The Samsung-Slate partnership may be eminently mockable, but it represents a serious trend in digital advertising. In a 2014 Fortune article about the boom in sponsored content, writer Erin Griffin defined it as “the sort of advertising that looks very much like editorial content but is, in fact, directly paid for by an advertiser.” Also known as “native advertising” and “advertorial” copy, it’s been vaunted as “the holy grail of digital publishing.” Put another way, sponsored content is the news media equivalent of product placement in the film and television world. Both are forms of what’s known as “embedded marketing,” an elaborate gimmick that’s supposed to psychologically trick viewers-cum-consumers into subconsciously associating with the brands by placing soft-drinks, computers, and cell phones into narrative spaces. The trick doesn’t always work, however: according to a study Griffin cites in her piece, most people don’t trust or entirely understand branded content.

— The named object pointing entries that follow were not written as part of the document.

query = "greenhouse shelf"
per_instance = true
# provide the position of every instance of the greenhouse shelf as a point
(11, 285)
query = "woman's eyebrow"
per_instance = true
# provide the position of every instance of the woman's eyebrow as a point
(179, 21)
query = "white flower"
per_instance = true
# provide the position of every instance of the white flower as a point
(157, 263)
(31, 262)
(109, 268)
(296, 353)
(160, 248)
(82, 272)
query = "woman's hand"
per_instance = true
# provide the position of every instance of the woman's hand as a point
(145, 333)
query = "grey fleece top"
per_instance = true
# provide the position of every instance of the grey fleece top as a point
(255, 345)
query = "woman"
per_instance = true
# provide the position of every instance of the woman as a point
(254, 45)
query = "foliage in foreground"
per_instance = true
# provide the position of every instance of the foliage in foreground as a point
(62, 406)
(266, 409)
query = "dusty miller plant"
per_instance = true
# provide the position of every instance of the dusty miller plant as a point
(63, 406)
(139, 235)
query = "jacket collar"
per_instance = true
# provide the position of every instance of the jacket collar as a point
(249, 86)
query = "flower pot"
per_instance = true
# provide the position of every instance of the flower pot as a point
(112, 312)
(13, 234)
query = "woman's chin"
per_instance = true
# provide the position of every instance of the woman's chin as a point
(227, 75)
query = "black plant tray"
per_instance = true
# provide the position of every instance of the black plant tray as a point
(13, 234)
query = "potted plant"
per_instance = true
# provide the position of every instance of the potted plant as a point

That’s provided, of course, that the audiences encountering sponsored content are able to identify it as such—and the whole point of the genre is to frustrate such ready identification. Still, there are clues: most specimens of the genre sport a weirdly religious-sounding variation of the kind of byline-free authorial omniscience pursued by The Economist and other organs of elite reportage. And indeed, so far as marketers are concerned, the pointed anonymity of sponsored content is indeed a mark of the holy: Washington Post chief revenue officer Kevin Gentzel, echoing precisely none of the knowing irony featured in the Samsung campaign, has lauded native advertising as nothing less than “a spiritual journey.”
Such pretensions are undercut, however, by the clumsy New Age diction of the campaign’s hard-to-parse subtitle: “Connectivity Without Concern.” The slogan wizards at Samsung no doubt intended this to convey that their product allows its empowered users to achieve a blissful state of worry-free wirelessness. But it also doubles as a far-less flattering characterization of sponsored content in all its undifferentiated, self-promoting glory: Samsung and Slate will attempt to connect their brand messaging with you, without concern for the quality of its marketing product.

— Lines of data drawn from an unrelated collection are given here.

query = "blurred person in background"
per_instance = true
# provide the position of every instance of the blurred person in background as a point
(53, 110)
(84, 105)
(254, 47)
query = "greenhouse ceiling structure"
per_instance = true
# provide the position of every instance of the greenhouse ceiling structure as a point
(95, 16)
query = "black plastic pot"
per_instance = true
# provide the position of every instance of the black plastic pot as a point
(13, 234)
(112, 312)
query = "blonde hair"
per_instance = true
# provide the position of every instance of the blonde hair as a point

The best-known outlet for sponsored content is, of course, the click-happy aggregation site BuzzFeed, which, according to the digital advertising firm Brandtale, has recently landed native-ad accounts with Netflix and the NHL. BuzzFeed is, however, making nearly as big a name for itself as a portal for unreliable journalistic content. In April, a BuzzFeed writer quit after a post she wrote criticizing Dove ads was taken down, ostensibly in a high-minded effort to weed snarky “hot takes” from the site. Not long afterward, though, BuzzFeed editor Ben Smith revealed that he felt pressure to remove the critical post because Dove advertises with the website. That’s the sad hidden truth of the great sponsored-content orgy: editors are now using the rhetoric of journalistic integrity to ensure that your online news experience is all the more seamlessly curated to serve the prime content directives of sponsors—in much the same way, one might add, that hipster urban enclaves are being packaged as little more that glorified gadget-recharging stations.